Additionally, we measured the distance between the FS and the most inferior part of the zygomaticotemporal suture to improve the extracranial localization of the FS. Our results were consistent with those reported by Tewari et al. (2017). We also measured the distance between the FS and the anterior border of the zygomatic root of the temporal bone, as it may serve as a dependable anatomical landmark for guiding the surgeon during navigation through the middle cranial fossa. Peris-Celda et al. (2018) reported that the FS and the foramen ovale would be found within the zygomatic root width in depth in 86% of cases. The distance between the FS and the external aperture of the carotid canal was also measured since the MMA may arise from the cervical segment of the internal carotid artery (Baltsavias, Kumar & Valavanis, 2012). Furthermore, a bypass between the MMA and the petrous section of the internal carotid artery may be created for treating patients with high-flow cervical vascular lesions and infratemporal fossa tumors (Ustün et al., 2004; Kim, Paek & Lee, 2019). External landmarks may help but cannot indicate the precise location of the FS. However, quick and efficient identification of landmarks reduces brain retraction time and associated morbidity (Krayenbühl, Isolan & Al-Mefty, 2008).
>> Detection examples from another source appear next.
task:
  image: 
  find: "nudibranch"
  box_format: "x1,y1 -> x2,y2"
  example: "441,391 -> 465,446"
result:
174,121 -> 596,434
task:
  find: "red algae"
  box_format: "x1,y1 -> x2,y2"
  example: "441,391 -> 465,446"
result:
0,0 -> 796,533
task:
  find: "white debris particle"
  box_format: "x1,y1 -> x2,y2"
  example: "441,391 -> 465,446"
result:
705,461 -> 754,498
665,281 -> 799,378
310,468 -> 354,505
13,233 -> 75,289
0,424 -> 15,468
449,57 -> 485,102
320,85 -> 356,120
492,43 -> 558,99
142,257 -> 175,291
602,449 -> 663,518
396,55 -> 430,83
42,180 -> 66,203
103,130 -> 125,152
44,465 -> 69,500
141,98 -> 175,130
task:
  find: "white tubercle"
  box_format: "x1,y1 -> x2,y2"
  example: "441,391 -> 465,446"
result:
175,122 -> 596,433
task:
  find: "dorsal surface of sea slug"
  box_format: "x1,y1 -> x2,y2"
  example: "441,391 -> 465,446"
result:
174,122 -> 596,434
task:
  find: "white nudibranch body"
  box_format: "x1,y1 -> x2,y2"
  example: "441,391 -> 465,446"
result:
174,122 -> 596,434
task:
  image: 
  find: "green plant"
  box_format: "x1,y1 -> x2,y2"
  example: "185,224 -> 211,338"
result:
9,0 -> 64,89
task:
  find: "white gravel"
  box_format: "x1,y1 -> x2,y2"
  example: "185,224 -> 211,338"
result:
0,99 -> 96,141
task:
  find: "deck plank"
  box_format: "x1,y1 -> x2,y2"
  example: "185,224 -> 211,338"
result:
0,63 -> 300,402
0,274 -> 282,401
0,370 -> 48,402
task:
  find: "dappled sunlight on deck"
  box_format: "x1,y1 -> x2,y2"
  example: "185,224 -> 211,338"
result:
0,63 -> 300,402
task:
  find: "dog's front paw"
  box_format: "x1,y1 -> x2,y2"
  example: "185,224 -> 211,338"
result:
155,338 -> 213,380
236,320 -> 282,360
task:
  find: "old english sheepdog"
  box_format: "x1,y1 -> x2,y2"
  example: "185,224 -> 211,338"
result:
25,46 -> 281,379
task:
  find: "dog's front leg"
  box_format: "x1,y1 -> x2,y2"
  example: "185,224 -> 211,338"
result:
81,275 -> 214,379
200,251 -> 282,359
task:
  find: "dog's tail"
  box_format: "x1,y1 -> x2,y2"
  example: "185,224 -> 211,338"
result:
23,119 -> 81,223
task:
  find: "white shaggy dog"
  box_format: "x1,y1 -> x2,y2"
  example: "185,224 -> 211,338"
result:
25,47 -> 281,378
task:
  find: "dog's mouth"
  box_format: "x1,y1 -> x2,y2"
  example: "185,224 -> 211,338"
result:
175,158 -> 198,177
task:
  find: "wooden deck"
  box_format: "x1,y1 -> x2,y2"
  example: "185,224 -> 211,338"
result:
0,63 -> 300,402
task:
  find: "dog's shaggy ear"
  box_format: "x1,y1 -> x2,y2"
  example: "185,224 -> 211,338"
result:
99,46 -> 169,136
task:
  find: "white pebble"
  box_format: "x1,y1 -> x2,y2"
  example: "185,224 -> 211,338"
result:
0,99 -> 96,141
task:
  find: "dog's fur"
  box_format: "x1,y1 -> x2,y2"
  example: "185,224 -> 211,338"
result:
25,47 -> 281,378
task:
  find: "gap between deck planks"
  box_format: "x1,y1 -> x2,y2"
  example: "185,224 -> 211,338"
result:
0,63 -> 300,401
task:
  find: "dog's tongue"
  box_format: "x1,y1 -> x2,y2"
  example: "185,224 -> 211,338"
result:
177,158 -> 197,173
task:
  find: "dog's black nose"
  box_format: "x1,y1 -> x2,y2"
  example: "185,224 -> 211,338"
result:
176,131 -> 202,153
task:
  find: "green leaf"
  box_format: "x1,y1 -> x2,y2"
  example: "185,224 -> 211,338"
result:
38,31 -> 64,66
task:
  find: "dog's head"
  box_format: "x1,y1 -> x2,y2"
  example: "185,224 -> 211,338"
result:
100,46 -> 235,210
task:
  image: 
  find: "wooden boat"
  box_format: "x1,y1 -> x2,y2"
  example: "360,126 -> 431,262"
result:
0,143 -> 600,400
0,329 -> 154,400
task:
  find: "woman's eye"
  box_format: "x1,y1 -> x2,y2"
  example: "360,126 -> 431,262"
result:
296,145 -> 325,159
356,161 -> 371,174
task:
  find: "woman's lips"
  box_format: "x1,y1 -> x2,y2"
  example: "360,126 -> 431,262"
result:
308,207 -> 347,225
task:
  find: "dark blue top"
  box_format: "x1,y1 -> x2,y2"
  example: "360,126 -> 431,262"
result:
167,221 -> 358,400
We acknowledge a number of limitations in the present study. First, we could not characterize the supporting anthropometric parameters as the sex and age of individuals from whom the skulls were obtained are unknown. Similarly, as there are no clinical or autopsy data, the exact cause of variations observed in the present study is difficult to determine. Accordingly, it is impossible to exclude any potential underlying disease that would cause pathologic changes in the size, shape or anatomical relationships of the skull foramina. Nevertheless, it is generally considered that genetic, nutritional or environmental factors may contribute to such anatomical variations.

Conclusions

Our observations underscore important interindividual differences in the dimensions, shape, and other anatomical variations of the FS, as well as its spatial relationships to surrounding structures of the skull base. These variations in anatomical characteristics should be considered in evaluating pathologies in the middle cranial fossa and planning relevant surgical, radiological and anesthetic interventions in this region.

Supplemental Information

Raw data.

Morphometric measurements of foramen spinosum. All measurements are in mm. Foramen spinosum position relative to spine. A – anterior. P – posterior. M – medial. L – lateral. Aberrant anatomical configurations of the foramen spinosum.